Day Traders Diary


The major averages ended today's choppy session on a mixed note. The S&P 500 added less than a point while the Dow Jones Industrial Average (-0.1%) and Nasdaq (-0.2%) posted modest losses.
Equities displayed early strength, but sellers were quick to knock the indices off their opening highs. The Nasdaq outperformed out of the gate, but ultimately led the broader market into the red. Despite the late-morning weakness, the S&P 500 was able to find support at Wednesday's low where dip buyers stepped up and helped the index return to its flat line.
Individual sectors ended with an even split as five groups posted gains while the other five ended lower.
The early weakness took place as consumer discretionary (-0.1%) and technology (-0.6%) sectors slumped. The discretionary space was able to recover nearly all of its losses by the close but retailers were less fortunate. The SPDR S&P Retail ETF (XRT 85.81, -0.68) lost 0.8% after Bed Bath & Beyond (BBBY 69.75, -9.93) and Family Dollar (FDO 64.97, -1.37) reported disappointing earnings. One retailer, Macy's (M 55.80, +3.96), stood out with a 7.6% gain after boosting its guidance and announcing plans to close five stores and lay off 2,500 employees.
Elsewhere, the technology sector was pressured by several top components as Apple (AAPL 536.52, -6.94), Cisco Systems (CSCO 22.09, -0.20), and Google (GOOG 1130.24, -10.99) lost between 0.9% and 1.3%.
Other cyclical sectors were mixed as energy (-0.4%) and materials (-0.4%) lagged while financials (+0.3%) and industrials (+0.4%) outperformed. Notably, the industrial sector was underpinned by airlines after United Continental (UAL 43.80, +2.78) reported a 4.1% increase in December traffic. The stock spiked 6.8% while the broader Dow Jones Transportation Average advanced 1.0%.
Over on the countercyclical side, consumer staples (+0.4%), health care (+0.7%), and utilities (+0.6%) outperformed while telecom services (-1.9%) endured another rough session. The rate-sensitive sector widened its January loss to 3.8%.
Speaking of rates, they ended on their lows. The benchmark 10-yr yield fell three basis points to 2.97%.
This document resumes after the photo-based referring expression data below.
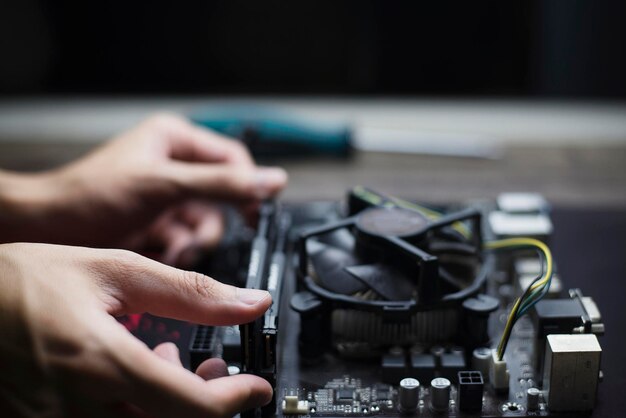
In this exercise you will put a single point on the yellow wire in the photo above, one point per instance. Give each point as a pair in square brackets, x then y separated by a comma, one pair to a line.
[521, 242]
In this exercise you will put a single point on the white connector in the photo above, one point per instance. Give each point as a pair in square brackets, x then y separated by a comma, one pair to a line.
[498, 373]
[293, 406]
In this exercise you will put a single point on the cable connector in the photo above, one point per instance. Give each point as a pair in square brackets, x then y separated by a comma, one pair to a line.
[498, 373]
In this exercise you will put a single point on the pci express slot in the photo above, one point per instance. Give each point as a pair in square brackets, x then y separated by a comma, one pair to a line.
[256, 273]
[269, 333]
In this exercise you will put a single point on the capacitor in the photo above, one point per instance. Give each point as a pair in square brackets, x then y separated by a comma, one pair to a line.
[481, 359]
[409, 394]
[439, 394]
[437, 351]
[532, 399]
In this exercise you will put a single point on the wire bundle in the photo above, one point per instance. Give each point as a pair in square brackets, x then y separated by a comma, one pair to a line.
[534, 292]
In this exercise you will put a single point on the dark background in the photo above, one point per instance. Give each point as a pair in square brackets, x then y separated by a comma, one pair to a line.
[534, 48]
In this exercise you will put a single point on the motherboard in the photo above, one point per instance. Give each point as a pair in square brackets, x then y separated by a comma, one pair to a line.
[388, 307]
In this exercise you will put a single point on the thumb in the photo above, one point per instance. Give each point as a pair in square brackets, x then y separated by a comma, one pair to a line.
[226, 181]
[144, 285]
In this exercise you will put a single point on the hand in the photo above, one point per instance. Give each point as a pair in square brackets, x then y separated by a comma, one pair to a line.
[153, 186]
[62, 350]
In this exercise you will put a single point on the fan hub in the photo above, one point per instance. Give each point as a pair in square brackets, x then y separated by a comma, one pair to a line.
[394, 221]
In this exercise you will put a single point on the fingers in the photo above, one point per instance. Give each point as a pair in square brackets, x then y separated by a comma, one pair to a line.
[168, 352]
[226, 182]
[212, 368]
[144, 285]
[163, 389]
[192, 143]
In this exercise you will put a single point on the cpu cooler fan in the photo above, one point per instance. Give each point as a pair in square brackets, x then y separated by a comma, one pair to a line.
[390, 273]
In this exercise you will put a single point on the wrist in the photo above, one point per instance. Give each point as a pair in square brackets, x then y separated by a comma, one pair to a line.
[26, 201]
Participation was on the light side as only 683 million shares changed hands on the floor of the New York Stock Exchange.
Today's economic data was limited to just two reports.
The weekly initial claims level fell to 330,000 from an upwardly revised 345,000 (from 339,000) while the consensus expected the claims level to fall to 338,000. The Labor Department stressed that the post-holiday period tends to be volatile as businesses dismiss their temporary work staff. Once the volatility is gone, we expect the initial claims level to stabilize at roughly its current level of 330,000. Normal volatility, however, could last another week or two. No states were estimated and the drop in claims was not attributed to the winter storm activity that began at the end of last week. Any effects of the storm will likely occur over the next week or two.
The December Challenger Job Cuts report pointed to a 6.0% decline in planned job cuts.
Tomorrow's data will also focus on jobs with December nonfarm payrolls set to be reported at 8:30 ET. Separately, the November Wholesale Inventories report will be released at 10:00 ET.